Do you have to be two-faced to succeed?

 First published on Brand Republic - 14 June 2011

Hypocrisy – ‘the practice of claiming to have more noble standards than is the case’. 

This week, I have been thinking about people at each chronological end of their careers, the more worrying of which I will come to later.

First, our universities have started breaking up (sic) and parents have asked me to meet four students so as to advise them on whether marketing or marketing services might be an appropriate career move for their little darlings.

Either that or, faced with a summer of having them back at home (the ‘boomerang generation’), the parents just want their kids to get the house and do something – even if it is just come and see me.

I’ve done quite a bit of this over the years and have enjoyed the subsequent career success of some of my ex-protégées (blimey, my PC is more acute than I thought).

In fact, I have some basic rules of engagement which I am now going to make public (and thereby negate their efficacy. Hey-ho). 

We usually meet in a bar. This ‘equalises’ the meeting and helps the youngster feel that this is a chat with a mate rather than any sort of formal interview (although two such meetings have turned into job offers for vacancies I didn’t even know I had).

It also tests how serious they are. 

If they just want a beer and a chat, then fine – that’s what they get. I like meeting young people. It helps me feel young too.

If they turn up with pen and paper or, these days, an electronic gadget, to take notes then I assume they are serious and I try and give serious advice.

If they have Googled me, looked up my website, discovered my own background and are interested in some of the things I have done, then I think they are polite as well as serious. Further, because they have shown an interest in me, I am interested in them and maybe I can provide personal as well as professional advice (more later).

If they ask me to look at their CVs but haven’t done either of the above, then I don’t bother. They aren’t going to take note of what I say anyway.
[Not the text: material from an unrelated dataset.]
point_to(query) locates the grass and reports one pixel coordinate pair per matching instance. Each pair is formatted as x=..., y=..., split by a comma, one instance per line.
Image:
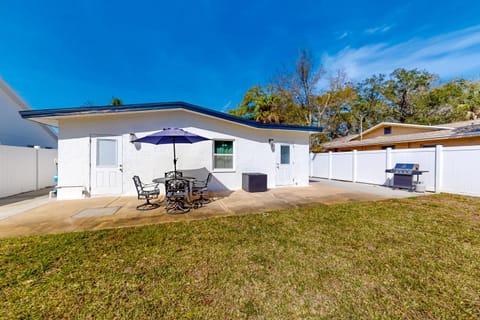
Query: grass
x=408, y=259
If they have explored the business, found out how it works, pinpointed the role they want to fill and worked out why they think they are perfect for it then sometimes I can help.
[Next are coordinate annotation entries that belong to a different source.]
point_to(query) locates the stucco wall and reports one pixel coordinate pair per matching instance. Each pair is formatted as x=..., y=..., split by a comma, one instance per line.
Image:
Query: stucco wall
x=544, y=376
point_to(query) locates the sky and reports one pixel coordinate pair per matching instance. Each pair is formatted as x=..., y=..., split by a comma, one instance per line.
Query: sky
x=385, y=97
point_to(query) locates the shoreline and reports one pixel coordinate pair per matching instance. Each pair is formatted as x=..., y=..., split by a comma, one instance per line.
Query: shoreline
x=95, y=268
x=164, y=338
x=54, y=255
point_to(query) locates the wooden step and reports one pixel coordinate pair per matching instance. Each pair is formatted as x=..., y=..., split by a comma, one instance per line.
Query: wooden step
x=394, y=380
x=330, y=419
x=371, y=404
(By the way, at one time, when we were actually recruiting grads, I asked this guy if he know the difference between creative and account management and he replied: ‘I was hoping you would tell me that’. He didn’t get the gig.)

I always ask students to think not just of what they want to do (or their parents want them to do) but the sort of people they enjoy being with, the environment in which they feel most comfortable in (do they enjoy working alone or with other people?) – emotional as well as rational or, if you like, qualitative and quantitative.

It seems to me or, until now, has seemed to me that you are most likely to be successful if you are happy in what you do. 

Then, last week, I found myself watching the cricket at Lord’s with someone from the marketing services sector who I have known for the whole of my career.

We were talking about the world facing kids leaving universities these days and something I had read about our generation being the first in history to leave our kids facing a harsher world than that of the generation before them.

And our conversation moved on to the other end of the spectrum.  

What has happened to people who, having started with all the ambition, hope and enthusiasm every one of us had at the beginning of our careers, who have made it big-time, who have plateaued (yes, that is a word) and who – I am afraid – have lost out altogether and hit upon hard times?

My companion and I now know who these people are. We can identify them. 

He then said something that truly shocked me (I paraphrase): 

“In my experience most of the people who have made it big-time (i.e. millions) – not all of them but most of them – live completely double lives.

When they go to work, they behave ruthlessly and viciously to achieve their goals. They give not one jot for the people they work with or who work for them. They are completely single-minded on their own success.

And then, when they go home, they are pussies. They play happy families. They have romantic dinners with their other halves. They take the kids out at week-ends. They are all chummy with their neighbours and the parents from their kids’ schools. They volunteer for this and that. All is rosy. Domestic bliss.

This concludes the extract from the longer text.